“The dooway to Number Five suddenly opened directly onto an ocean writhing in fury. The front rooms no longer existed. The floor of the hallway had been sucked into the surf.”
Editor’s Note: Positioned just east of the eye of the storm, Bay St. Louis and Waveland, Mississippi, suffered the brunt of Katrina’s wrath. Winds of above 130 miles per hour drove thirty-five-foot tidal waves (a world record) ashore, pounding the Gulf Coast for eight hours, devastating the Mississippi coastline and extending wind and water damage more than fifty miles inland. In Bay St. Louis, a town of 8,000, where this account takes place, an estimated eighty to ninety percent of all buildings, residential and commercial, were demolished or sustained major damage leaving them uninhabitable. This essay is adapted from Anderson’s blog, The Language of Loss, found at http://katrinapatina.blogspot.com, where Anderson gives a fuller account of her community’s response to the Hurricane Katrina disaster.

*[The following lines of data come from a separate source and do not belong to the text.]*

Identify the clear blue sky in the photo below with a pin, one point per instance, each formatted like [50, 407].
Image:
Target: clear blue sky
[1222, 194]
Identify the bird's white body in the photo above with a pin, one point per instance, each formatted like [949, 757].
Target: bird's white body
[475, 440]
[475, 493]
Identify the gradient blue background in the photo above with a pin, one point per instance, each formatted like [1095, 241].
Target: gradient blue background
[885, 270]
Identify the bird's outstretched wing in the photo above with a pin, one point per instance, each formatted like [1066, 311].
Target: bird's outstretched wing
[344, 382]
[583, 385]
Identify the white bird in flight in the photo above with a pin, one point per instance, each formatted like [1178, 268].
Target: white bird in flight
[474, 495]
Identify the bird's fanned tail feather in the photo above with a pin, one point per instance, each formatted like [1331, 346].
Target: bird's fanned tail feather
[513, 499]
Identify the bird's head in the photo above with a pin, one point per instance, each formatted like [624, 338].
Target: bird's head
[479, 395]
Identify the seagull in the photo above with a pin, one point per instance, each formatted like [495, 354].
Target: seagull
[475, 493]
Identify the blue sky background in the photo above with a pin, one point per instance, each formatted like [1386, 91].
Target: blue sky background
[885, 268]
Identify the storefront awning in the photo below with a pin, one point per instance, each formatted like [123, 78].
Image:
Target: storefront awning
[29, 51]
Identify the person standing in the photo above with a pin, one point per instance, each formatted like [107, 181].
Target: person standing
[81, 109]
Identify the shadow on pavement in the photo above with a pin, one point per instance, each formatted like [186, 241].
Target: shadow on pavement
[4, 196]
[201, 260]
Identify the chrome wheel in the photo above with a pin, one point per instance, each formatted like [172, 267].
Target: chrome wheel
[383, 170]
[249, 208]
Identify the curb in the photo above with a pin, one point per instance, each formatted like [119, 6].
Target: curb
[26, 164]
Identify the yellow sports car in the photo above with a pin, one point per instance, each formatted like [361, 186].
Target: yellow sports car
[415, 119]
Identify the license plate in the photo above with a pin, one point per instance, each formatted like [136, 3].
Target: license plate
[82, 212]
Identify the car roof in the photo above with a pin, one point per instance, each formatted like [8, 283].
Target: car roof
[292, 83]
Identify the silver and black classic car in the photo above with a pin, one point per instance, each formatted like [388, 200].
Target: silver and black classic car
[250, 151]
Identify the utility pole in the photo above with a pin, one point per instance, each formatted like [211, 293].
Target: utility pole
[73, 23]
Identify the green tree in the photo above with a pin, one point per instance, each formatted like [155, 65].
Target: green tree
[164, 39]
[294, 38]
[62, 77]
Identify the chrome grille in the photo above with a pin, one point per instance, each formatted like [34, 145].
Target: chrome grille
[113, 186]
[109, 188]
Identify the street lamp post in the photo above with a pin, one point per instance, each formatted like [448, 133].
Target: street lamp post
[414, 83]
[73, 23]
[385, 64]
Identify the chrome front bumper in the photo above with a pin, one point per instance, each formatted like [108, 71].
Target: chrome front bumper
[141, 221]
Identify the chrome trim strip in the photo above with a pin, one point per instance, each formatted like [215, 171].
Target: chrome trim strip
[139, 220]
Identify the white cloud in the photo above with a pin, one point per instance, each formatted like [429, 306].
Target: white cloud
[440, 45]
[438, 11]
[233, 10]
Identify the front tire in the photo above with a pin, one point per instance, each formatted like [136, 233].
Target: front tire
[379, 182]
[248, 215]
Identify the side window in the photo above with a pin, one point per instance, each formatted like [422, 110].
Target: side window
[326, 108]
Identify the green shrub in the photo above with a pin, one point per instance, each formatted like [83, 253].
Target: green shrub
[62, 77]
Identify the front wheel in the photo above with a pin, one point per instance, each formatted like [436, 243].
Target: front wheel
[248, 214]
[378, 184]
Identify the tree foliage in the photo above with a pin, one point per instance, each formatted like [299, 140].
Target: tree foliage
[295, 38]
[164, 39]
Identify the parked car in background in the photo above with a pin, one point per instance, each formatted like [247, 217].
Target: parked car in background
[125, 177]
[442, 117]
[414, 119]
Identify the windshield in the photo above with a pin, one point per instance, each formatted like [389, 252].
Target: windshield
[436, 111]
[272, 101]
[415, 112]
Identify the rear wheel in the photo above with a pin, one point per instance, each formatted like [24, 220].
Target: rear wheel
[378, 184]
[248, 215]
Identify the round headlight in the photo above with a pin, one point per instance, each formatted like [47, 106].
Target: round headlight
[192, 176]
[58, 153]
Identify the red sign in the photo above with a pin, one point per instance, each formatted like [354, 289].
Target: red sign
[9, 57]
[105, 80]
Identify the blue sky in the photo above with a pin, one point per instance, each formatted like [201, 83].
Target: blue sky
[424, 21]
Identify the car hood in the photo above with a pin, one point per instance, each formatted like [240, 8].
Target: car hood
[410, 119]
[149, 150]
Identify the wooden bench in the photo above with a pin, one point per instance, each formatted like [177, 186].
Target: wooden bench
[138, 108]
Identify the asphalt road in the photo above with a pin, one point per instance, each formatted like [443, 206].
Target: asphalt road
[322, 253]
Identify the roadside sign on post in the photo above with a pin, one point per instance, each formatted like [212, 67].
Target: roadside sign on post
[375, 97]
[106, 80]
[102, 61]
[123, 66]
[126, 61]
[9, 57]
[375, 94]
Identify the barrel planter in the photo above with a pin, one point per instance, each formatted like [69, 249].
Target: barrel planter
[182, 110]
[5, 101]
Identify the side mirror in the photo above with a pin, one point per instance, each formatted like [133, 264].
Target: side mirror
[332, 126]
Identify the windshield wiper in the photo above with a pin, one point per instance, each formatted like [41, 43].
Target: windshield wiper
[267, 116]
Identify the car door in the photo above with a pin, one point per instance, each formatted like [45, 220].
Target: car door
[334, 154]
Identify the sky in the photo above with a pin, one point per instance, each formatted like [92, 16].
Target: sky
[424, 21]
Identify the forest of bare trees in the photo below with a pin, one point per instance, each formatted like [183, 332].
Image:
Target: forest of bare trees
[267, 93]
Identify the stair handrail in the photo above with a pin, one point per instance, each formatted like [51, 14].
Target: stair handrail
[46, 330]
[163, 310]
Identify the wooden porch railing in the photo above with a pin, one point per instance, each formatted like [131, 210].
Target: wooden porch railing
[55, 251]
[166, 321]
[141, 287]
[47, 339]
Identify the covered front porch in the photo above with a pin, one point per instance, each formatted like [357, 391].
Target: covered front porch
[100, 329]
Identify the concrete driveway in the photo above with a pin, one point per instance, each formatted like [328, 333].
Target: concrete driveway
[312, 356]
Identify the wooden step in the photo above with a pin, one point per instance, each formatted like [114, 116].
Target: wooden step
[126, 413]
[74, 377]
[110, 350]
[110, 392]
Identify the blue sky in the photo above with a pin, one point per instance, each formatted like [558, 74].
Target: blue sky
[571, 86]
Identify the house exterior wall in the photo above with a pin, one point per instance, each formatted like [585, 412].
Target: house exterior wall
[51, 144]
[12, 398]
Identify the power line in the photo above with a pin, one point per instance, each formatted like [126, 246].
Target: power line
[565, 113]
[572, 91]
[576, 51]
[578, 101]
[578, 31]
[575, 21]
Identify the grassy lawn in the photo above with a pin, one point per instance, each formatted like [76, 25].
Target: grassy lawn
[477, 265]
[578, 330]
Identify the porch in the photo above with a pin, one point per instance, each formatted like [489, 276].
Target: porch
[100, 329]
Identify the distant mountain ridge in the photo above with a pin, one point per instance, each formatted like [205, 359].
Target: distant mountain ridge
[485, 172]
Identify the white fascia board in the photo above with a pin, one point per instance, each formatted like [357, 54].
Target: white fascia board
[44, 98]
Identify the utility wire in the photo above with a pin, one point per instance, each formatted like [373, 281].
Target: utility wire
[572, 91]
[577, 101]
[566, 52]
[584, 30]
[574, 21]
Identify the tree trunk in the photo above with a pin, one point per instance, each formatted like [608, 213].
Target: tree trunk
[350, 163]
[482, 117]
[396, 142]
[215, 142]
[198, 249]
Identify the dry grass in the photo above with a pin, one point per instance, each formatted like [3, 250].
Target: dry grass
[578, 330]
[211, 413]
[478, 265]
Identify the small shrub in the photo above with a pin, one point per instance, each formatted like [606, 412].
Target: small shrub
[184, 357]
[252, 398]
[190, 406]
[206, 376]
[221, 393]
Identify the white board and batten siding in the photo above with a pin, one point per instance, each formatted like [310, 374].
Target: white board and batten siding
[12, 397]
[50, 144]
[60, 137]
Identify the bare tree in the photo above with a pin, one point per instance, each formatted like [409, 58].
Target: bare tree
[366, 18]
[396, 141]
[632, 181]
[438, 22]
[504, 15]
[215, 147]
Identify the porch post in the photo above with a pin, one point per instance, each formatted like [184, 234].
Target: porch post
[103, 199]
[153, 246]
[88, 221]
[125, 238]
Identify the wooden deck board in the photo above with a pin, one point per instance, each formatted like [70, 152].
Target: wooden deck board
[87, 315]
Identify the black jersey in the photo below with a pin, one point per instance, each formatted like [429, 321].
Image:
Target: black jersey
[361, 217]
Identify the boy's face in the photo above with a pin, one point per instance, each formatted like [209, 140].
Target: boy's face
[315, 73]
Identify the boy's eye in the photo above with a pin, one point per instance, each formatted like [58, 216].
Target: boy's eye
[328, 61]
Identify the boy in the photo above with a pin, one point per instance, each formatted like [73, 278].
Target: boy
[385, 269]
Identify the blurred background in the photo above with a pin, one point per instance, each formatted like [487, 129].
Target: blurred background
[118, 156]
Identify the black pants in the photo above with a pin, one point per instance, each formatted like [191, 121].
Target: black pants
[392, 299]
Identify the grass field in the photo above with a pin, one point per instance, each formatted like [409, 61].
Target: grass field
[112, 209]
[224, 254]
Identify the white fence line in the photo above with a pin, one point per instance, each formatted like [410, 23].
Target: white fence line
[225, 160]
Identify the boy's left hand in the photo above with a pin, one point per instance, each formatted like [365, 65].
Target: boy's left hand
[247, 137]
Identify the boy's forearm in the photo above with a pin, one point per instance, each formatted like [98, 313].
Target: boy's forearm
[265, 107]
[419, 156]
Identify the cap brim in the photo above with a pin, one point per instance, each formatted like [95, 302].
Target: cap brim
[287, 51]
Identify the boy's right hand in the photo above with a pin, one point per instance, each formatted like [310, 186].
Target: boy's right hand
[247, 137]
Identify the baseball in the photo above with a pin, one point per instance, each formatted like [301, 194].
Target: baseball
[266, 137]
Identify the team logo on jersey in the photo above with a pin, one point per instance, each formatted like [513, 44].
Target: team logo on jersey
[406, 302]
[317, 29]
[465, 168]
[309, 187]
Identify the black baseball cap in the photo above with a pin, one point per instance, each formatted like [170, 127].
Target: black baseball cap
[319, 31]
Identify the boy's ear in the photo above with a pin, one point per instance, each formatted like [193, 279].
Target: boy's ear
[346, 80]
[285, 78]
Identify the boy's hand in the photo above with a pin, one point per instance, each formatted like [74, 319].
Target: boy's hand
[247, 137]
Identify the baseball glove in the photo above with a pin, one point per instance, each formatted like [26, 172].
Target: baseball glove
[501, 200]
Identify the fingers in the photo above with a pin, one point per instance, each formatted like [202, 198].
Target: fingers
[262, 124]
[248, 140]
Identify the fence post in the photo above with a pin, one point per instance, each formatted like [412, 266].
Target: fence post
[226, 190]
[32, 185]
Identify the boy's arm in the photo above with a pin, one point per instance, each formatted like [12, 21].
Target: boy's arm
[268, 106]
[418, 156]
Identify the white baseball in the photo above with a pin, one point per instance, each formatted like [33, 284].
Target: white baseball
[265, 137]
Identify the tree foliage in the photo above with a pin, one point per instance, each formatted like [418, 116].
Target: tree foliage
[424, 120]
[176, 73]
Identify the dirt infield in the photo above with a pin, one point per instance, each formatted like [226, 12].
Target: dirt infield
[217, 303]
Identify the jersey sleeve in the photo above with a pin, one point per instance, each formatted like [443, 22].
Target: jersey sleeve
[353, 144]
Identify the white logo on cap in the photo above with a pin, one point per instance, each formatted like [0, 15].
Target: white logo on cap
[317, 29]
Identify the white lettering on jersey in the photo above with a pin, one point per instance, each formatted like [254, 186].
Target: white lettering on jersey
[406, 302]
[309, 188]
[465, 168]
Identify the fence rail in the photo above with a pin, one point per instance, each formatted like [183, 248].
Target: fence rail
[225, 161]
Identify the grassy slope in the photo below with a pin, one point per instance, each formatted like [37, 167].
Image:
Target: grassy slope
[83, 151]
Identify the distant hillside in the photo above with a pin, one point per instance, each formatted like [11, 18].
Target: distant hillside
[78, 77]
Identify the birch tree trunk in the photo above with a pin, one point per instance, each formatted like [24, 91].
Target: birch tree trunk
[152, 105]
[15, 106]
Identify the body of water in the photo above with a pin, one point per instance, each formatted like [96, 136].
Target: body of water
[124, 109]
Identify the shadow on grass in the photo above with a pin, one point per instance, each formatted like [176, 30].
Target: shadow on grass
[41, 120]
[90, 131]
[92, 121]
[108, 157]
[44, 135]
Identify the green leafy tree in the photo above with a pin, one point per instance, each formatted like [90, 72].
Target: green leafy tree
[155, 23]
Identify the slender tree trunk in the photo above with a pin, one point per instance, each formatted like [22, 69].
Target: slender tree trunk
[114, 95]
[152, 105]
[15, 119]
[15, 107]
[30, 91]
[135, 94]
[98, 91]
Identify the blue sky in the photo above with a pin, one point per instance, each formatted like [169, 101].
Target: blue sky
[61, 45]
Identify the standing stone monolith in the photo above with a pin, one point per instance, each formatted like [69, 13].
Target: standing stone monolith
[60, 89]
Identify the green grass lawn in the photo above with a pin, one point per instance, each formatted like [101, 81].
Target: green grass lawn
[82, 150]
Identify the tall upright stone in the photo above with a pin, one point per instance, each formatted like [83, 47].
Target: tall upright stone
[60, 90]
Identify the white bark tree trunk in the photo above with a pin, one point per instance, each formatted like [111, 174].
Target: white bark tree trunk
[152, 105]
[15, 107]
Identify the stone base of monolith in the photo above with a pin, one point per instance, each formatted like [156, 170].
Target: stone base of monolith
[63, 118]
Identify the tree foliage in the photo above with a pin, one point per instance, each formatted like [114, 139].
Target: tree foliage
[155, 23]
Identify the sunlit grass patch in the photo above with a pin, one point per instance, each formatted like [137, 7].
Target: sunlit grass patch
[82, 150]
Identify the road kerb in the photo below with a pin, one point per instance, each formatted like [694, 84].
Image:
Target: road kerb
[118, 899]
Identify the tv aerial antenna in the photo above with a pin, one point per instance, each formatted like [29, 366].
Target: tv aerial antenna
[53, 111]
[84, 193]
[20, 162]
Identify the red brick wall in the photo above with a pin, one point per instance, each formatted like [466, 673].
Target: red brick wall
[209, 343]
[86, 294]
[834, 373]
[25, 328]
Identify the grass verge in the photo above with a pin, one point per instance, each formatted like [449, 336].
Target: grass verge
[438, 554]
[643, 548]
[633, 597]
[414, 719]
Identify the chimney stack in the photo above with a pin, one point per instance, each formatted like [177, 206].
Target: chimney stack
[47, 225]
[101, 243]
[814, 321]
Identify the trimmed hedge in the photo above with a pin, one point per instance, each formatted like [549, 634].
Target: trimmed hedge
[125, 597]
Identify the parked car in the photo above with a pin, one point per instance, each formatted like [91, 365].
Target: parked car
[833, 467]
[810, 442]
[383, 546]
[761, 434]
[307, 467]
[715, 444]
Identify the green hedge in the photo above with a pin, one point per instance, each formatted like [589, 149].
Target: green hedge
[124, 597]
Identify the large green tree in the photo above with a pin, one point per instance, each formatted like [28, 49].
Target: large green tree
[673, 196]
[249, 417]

When I ran into my friend Doug Niolet the day after the hurricane [August 30, 2005], he told me that he’d ridden out the storm with six others at the Bay Town Inn, a beachfront bed and breakfast in Bay St. Louis, Mississippi. That morning he didn’t elaborate. His only comment was “it was quite a ride.” At the time, I didn’t even know that the local landmark had been completely demolished during the storm. It would be weeks before I heard some of the jaw-dropping details. Then in late October 2005, Nikki Nicholson, owner of the Inn and one of the survivors, asked me if I’d write up an account of the story.
All seven of the people who chose to stay in the Inn are my friends and neighbors. I don’t need a writer’s imagination to fill in the details. I’m simply recording their story, interweaving five individual accounts. (Two survivors declined to be interviewed. I’ve changed their names to Kay and Pete Stevens to respect their privacy.)
The experience of this group is riveting because they barely escaped with their lives. Yet they overcame what must have been an imperative to panic and took care of each other, offering what they could despite their personal peril. While this account is extraordinary, it’s not unusual. I’ve heard dozens of others that are similar. It’s actually a typical example of the way people on the coast helped others—both during and after the storm. As much as this is the story of the Bay Town Inn, it’s also the story of our town.